Muscarinic cholinergic modulation of synaptic transmission and plasticity in rat hippocampus following chronic lead exposure.

The cholinergic system is believed to be associated with learning and memory functions. Lead (Pb2+) is a well-known neurotoxic metal that causes irreversible damage to the central nervous system (CNS). To investigate whether Pb2+ interferes with cholinergic modulation, we examined the effects of carbachol (CCh), a muscarinic cholinergic agonist, on synaptic transmission and plasticity in the CA1 area of the hippocampus of developmentally Pb2+-exposed rats. The results showed that: (1) In both control and Pb2+-exposed rats, 0.1 microM CCh significantly enhanced tetanus-induced long-term potentiation (LTP), while 5 microM CCh induced a reversible depression of field excitatory postsynaptic potentials (fEPSPs). However, both the enhancement of LTP and depression of fEPSPs were significantly smaller in Pb2+-exposed rats than in controls, suggesting that the extent of the effect of CCh on the cholinergic system was depressed by Pb2+. (2) In Pb2+-exposed rats, the enhancement of LTP induced by 0.1 microM CCh was attenuated by pirenzepine, a M1AChR antagonist, but was not affected by methoctramine tetrahydrochloride (M-105), a M2/4AChR antagonist.

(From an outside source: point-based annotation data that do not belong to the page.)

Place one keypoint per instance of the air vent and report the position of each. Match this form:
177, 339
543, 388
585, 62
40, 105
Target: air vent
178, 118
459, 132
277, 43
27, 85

The depression of fEPSPs induced by 5 microM CCh was reduced by either pirenzepine or M-105. (3) Furthermore, paired-pulse facilitation (PPF) was not affected by 0.1 microM CCh in control and Pb2+-exposed rats but was increased by 5 microM CCh in either group; the increase in PPF was less pronounced in Pb2+-treated when compared to control rats. These results suggested that cholinergic modulation could be impaired by Pb2+, and this kind of impairment might occur via different mAChR subtypes. Our study delineated the effects of Pb2+ on muscarinic modulation, and this might be one of the underlying mechanisms by which Pb2+ impairs learning and memory.